O que pode e o que não pode? Essa é uma dúvida frequente na cabeça de qualquer gestante. Quais hábitos eu tenho que abandonar agora que estou grávida? Usar maquiagem, por exemplo, pode?

O dermatologista Jayme Oliveira Filho, da Pro Matre Paulista, esclarece quais cosméticos, produtos de higiene e beleza, podem ser utilizados sem oferecer riscos à saúde da mãe e do bebê.

É importante que a mulher mantenha-se protegida e hidratada, seguindo sempre a orientação de um médico, para diminuir os efeitos fisiológicos derivados da gestação. Cremes e hidratantes podem ser usados, com exceção daqueles que contêm ureia. “Substâncias como glicerina, lactato de amônia, aloe vera, dexpantenol, óleo de semente de uva, óleo de amêndoas estão liberados,” informa Dr. Jayme.

Sobre a ureia, cuidado! “É importante que a grávida tenha cuidado com o uso tópico de ácido retinóico, ácido salicílico, ureia acima de 3%, formol e outros que não são cosméticos”, explica o médico.
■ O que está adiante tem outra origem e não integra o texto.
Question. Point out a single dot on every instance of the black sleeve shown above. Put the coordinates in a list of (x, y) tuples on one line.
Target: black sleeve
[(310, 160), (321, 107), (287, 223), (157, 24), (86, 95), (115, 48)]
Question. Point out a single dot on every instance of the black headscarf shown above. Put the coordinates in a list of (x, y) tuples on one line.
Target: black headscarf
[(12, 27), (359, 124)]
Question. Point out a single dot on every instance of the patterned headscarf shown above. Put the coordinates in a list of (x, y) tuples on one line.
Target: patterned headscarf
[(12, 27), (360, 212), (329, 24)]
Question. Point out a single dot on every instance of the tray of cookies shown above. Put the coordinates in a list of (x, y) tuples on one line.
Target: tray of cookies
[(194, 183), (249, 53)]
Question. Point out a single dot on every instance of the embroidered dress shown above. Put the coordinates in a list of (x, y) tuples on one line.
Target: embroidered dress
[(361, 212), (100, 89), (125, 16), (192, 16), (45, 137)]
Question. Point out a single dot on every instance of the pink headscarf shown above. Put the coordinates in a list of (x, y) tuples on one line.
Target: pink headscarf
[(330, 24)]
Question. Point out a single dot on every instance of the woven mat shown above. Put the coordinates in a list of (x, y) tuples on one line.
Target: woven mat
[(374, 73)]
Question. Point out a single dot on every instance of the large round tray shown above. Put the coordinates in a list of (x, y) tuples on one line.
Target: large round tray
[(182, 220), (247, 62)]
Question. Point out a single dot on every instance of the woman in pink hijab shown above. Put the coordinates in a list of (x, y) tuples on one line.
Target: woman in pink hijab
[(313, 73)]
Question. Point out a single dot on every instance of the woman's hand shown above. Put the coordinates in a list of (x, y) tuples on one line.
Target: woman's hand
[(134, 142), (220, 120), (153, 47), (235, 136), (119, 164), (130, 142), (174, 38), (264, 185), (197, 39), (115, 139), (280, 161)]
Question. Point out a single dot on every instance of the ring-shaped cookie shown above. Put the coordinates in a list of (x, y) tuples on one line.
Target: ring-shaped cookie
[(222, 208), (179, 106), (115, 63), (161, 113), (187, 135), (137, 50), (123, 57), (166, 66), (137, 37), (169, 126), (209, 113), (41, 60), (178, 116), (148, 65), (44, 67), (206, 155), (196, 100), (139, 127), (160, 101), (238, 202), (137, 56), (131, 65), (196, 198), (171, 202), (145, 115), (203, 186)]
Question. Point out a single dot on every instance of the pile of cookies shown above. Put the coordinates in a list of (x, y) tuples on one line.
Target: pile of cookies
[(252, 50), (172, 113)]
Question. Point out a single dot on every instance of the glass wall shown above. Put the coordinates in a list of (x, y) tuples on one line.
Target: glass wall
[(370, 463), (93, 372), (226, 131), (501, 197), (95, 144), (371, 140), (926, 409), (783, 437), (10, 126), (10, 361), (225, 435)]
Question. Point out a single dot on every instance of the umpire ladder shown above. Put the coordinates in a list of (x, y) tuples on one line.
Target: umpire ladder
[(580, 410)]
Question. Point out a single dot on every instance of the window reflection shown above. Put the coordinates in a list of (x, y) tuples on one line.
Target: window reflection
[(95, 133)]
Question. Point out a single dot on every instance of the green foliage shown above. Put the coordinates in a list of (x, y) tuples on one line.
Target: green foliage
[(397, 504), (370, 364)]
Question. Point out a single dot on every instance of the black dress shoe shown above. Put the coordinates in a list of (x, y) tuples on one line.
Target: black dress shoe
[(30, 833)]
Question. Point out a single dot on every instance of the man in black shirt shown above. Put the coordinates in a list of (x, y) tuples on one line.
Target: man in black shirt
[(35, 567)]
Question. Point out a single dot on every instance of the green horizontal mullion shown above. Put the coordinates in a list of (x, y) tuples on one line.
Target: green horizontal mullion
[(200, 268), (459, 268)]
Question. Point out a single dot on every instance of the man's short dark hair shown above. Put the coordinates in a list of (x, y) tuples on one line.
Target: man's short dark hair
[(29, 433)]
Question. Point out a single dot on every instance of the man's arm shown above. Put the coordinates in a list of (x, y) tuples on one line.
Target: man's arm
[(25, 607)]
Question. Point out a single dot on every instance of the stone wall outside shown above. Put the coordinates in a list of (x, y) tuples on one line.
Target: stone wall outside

Em casos extremos, o uso dessas substâncias pode ocasionar má formação fetal e até indução de tumores malignos.
Maquiagens são liberadas desde que a gestante não tenha alergia a algum componente da fórmula. “Sobre os esmaltes deve-se evitar linhas que contenham chumbo na formulação, que são exceção,” diz o dermatologista.

Proteção solar e repelentes são importantes. “A Anvisa libera para uso em gestantes o IR 3535, a DEET e a Icaridina. A sequência correta de uso é: cosmético, filtro solar e repelente”, explica Jayme.

Quanto aos cabelos, é bom evitar tinturas e descolorações. “Elas até podem ser realizadas desde que o obstetra não contra indique por algum motivo. Caso a gestante opte por realizar químicas nos cabelos, o ideal é aguardar os três primeiros meses e aplicar o produto longe da raiz”. Dr. Jayme afirma que as tinturas mais seguras são os tonalizantes e os cosméticos de uso geral.

Na dúvida, vale a pena lembrar sempre, procure a orientação do seu médico.